On restera deux heures encore sur un parking de Telavi au milieu du marché à discuter. Myriam et Pierre sont des voyageurs au long cours alors c’était facile de tenir le siège devant les marchands d’abricots et de brugnons. On conversait sacs au dos indifférents aux camionnettes qui nous frôlaient, se moquant du soleil qui assomme. On voyageait sur un bout de bitume, cette terra incognita de l’instant présent. Joli moment à se la raconter tous un peu à la fois. Façon de dire le monde, vaste et beau, qui défilait sous nos semelles.

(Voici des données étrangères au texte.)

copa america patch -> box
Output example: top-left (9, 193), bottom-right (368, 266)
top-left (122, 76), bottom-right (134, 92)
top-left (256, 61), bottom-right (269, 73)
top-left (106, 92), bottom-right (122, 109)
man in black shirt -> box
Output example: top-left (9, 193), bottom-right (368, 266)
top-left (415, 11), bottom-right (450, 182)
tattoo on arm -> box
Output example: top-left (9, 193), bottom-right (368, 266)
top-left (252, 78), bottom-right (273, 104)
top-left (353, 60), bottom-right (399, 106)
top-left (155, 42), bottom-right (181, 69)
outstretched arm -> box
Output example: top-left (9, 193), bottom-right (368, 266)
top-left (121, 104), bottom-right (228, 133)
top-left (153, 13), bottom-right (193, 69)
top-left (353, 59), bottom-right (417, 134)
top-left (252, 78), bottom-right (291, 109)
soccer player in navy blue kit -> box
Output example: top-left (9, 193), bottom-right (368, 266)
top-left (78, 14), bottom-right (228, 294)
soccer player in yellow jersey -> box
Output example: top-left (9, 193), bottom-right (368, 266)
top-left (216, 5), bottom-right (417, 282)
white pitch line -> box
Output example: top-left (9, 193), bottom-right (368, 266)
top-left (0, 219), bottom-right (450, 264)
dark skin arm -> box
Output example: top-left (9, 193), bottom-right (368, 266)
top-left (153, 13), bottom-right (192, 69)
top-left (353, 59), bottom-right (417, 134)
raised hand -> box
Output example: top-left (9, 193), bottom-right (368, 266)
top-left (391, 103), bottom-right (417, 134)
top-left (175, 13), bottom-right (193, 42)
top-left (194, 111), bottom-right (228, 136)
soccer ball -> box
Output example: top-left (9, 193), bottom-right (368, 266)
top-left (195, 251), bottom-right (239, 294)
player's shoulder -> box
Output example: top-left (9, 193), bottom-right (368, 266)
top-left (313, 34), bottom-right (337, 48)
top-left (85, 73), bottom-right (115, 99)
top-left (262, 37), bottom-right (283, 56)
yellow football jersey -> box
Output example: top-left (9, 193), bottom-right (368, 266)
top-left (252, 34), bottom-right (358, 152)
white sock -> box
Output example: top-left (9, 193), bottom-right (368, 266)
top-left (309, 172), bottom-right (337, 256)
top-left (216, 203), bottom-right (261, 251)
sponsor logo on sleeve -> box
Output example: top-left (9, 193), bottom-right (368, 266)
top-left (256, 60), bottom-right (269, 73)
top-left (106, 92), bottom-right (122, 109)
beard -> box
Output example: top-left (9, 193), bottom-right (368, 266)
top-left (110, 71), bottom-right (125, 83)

Avant de quitter Telavi, on grimpera une ultime fois sur les sommets alentours. Histoire de faire aussi nos adieux au Caucase que nous allions bientôt quitter. On s’épuisera trop en remontant le lit d’une rivière, sautant cent fois le cours d’eau, nous tordant les chevilles mille fois sur un champ de cailloux. On continuera dans des ornières boueuses en sous bois avant de toucher le sommet devant quelques bovins surpris de nous voir débouler en sueur de la forêt. Il y avait là un vacher qui dormait au soleil et un autre, fusil à lunette à la main, qui répondit, maussade, à notre salut. Le brouillard effacera sans prévenir le paysage, à peine le temps de manger un morceau. Les montagnes du Caucase et du Daghestan disparaissaient en quelques instants. Il fallait déjà redescendre par l’autre versant plus praticable et plus sécurisant. Une demi-heure de répit au sommet. Tout ça pour ça. Le soir, le dénivelé et les 32 kilomètres imposaient le silence devant les gamelles. Quelques pages en Ukraine pour l’une et un auteur américain pour l’autre finissaient de nous achever. Les livres nous tombaient des mains. Tout ça pour ça. Il fallait bien admettre qu’on voyageait souvent longtemps pour seulement quelques instants éblouissants de haute intensité. Et c’était quelques fois épuisant.


Mais il fallait bien avouer aussi que nous ne l’avions jamais regretté. Pas même un instant.